I feel like this is the wrong approach. Feminism shouldn’t become a dirty word because the final straw to break the camel’s back was a publisher including racist images in a book, and the author failing to catch it. Rather, this should be an invitation to open up those aspects of feminism Karynthia correctly sees as underserved. Pam writes:
Well since the train has already left the station — with Amanda’s forthright, all-laid bare apology already out there, all I can say is yes, those images are inappropriate, and certainly would have been called out if, say, someone on the right used them in a tome. The difference, since Amanda obviously wasn’t attempting to promote a white supremacy theme in the book, is the blind spot of white privilege, in this case Seal Press, which has an apology on its site.
Please know that neither the cover, nor the interior images, were meant to make any serious statement. We were hoping for a campy, retro package to complement the author’s humor. That is all. We were not thinking.As an organization, we need to look seriously at the effects of white privilege.

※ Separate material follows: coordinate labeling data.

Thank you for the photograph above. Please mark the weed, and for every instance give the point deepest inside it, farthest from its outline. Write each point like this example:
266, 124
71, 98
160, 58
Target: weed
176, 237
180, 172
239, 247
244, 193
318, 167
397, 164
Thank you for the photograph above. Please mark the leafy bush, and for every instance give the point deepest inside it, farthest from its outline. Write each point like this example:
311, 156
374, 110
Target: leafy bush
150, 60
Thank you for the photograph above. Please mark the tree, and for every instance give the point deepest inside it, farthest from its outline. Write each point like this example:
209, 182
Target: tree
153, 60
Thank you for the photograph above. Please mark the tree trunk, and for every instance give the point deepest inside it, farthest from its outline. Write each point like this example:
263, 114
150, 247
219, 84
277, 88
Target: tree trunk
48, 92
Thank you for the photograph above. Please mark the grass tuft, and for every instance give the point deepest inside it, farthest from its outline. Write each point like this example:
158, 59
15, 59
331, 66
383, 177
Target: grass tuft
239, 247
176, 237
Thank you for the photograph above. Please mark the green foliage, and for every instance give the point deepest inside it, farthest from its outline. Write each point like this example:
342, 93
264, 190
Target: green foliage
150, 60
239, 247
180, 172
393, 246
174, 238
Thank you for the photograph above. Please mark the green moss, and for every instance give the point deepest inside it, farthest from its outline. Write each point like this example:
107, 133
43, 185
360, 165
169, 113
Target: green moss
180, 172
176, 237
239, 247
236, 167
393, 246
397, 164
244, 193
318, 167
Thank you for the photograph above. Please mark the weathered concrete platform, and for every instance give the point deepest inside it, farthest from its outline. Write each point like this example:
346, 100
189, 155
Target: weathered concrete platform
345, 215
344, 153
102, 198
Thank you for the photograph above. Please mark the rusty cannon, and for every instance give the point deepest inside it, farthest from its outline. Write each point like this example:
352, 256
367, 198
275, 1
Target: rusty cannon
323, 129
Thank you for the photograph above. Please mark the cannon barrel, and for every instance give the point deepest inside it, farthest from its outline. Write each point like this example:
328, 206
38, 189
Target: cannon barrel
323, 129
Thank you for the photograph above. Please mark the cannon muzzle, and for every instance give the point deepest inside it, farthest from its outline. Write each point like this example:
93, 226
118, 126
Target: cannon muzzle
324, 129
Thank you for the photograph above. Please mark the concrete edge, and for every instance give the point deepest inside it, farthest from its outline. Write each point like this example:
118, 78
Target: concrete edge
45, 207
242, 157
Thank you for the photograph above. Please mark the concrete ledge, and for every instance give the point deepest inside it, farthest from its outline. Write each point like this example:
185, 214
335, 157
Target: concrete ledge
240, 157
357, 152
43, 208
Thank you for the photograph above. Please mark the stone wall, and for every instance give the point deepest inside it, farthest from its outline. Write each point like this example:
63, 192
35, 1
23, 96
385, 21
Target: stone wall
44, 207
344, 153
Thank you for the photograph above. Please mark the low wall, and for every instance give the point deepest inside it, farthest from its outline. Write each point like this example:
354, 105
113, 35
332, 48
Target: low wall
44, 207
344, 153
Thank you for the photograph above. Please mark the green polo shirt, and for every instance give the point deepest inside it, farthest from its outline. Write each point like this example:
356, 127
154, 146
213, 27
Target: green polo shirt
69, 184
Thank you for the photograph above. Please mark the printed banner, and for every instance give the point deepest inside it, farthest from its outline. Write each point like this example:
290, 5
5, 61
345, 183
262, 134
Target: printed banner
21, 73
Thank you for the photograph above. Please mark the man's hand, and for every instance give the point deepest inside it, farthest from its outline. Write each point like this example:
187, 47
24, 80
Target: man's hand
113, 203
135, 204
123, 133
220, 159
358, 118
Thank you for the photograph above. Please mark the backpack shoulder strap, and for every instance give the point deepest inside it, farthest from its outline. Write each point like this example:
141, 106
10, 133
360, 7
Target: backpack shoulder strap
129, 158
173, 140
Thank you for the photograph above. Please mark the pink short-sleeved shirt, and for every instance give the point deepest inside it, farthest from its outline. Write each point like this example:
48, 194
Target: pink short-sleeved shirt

We will be looking for anti-racist trainings offered here in the Bay Area. We want to incorporate race analysis into our work.
As folks know, I discuss race matters a lot and this deserves some attention because this kind of blind spot occurs all the time, and it’s not only in the context of race (or, as we also see in the imagery, gender). The blind spot is that some white progressives, in their zeal to believe we are a post-racial society, in this case the publisher, just assumed everyone only sees camp in the images.
Rather then condemning allies for having a blind spot, we ought to be pointing it out:
What’s most important is that people need to keep discussing race in an open and honest way, instead of sweeping it under the rug or automatically running to defensive corners.
When it comes down to it we are allies, all of us progressives. We are here to strengthen each other and aid each other in making the world a more just and compassionate place. Jill hits on the same point Pam makes (emphasis mine):
When that didn’t happen, she should have listened to the valid concerns of women of color instead of coming in with her dukes up. The initial article could have shared the wealth of such a wide audience by spreading the word about the WOC-run organizations and the WOC-penned articles and ideas that have laid the foundation for this work; after the article ran and concerns were raised, they could have been responded to with care, not anger and defensiveness.
Amanda Marcotte is a person of rare strength and good character. She is not defended lightly or reflexively. I’m standing in her corner because of that character and her work, and what it means for the progressive community. But I am also doing so to warmly invite further discussion and analysis of the problems our community as a whole has with issues outside our direct expertise or even interest. If we can figure out that balance between inclusiveness and focus, and use this as an opportunity to grow closer together as a movement, then we’ll emerge stronger and better prepared to affect change. I sincerely hope we can do that.